Cego é quem tem medo de ousar

   Silvestre Gorgulho


Com o 40o Festival de Brasília do Cinema Brasileiro reaprendi uma velha lição: só é cego, mesmo, quem não quer ver. Cega e surda desde bebê, a escritora norte-americana Helen Adams Keller gostava de testar as pessoas. Ao deparar com elas voltando de uma caminhada, costumava perguntar:


– E aí, o que você viu. Pode me contar?


Em geral, a resposta era vaga:


– Nada especial!


E Helen pensava: como é possível caminhar por uma trilha ou um bosque e não ver nada interessante? Eu, apenas pelo tato e olfato, quando caminho, vejo tanta coisa especial. Vejo a delicada simetria de uma folha. Passo as mãos pela casca áspera de um tronco. Acaricio os galhos de árvores na esperança de encontrar um botão. Pouso a mão num arbusto e sinto o palpitar feliz de um pássaro cantando.

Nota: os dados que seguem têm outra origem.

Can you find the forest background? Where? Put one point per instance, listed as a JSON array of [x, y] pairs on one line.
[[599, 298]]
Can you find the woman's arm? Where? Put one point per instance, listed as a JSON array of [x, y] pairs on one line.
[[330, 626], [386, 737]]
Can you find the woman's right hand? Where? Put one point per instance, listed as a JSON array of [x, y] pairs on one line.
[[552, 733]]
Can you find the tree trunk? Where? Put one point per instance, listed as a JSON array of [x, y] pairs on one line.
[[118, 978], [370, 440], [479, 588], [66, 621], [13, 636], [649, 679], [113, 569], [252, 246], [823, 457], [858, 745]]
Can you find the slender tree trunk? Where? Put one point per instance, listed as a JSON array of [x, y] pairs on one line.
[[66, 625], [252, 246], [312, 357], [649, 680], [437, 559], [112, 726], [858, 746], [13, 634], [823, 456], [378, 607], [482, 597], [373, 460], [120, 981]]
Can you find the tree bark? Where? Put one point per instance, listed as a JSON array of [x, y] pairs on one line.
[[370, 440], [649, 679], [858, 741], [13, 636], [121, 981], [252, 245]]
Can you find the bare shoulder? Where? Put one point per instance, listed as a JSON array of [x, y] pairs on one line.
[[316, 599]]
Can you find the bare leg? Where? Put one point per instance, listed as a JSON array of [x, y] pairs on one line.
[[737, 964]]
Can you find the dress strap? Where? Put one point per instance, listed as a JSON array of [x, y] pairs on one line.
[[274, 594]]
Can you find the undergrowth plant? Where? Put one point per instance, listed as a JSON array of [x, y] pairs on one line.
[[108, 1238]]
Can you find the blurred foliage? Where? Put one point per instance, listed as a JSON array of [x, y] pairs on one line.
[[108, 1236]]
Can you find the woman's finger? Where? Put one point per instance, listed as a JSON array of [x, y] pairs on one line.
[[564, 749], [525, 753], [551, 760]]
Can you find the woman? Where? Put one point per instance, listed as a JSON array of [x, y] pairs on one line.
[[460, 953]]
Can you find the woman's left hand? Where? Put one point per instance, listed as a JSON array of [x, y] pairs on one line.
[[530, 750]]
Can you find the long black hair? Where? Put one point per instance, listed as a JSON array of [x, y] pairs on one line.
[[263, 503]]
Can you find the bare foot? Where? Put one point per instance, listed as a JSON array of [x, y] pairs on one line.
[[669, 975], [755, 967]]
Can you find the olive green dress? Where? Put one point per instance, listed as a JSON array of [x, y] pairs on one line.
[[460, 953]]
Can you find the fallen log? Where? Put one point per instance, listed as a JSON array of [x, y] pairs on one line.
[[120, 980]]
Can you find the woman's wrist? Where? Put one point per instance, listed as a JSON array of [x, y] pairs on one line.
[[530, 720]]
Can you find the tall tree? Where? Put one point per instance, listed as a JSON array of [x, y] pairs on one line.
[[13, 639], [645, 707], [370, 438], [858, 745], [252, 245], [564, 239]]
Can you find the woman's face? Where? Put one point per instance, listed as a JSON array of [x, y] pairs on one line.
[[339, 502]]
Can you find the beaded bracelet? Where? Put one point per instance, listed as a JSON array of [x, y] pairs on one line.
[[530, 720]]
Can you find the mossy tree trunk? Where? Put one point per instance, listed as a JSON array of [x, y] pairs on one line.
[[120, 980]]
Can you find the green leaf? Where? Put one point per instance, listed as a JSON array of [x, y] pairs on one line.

 Se os cegos têm tanto prazer com um simples e delicado toque, quanta beleza poderia, então, ser revelada pela visão! E Helen Keller gostava de imaginar o que um cego mais gostaria de apreciar se pudesse ver, digamos, por apenas um dia…


 Este é o ponto: enxergar por apenas um dia. Ou não enxergar por apenas um dia.


Deveria ter um programa, um software divino, um milagre que possibilitasse as pessoas cegas enxergarem por apenas um dia. Ou, mais importante ainda, que as pessoas que enxergam ficassem sem a visão também por um dia. Um dia de rotina.


Uns e outros passariam por transformações. Passariam a enxergar com a alma e a ver, além do olhar.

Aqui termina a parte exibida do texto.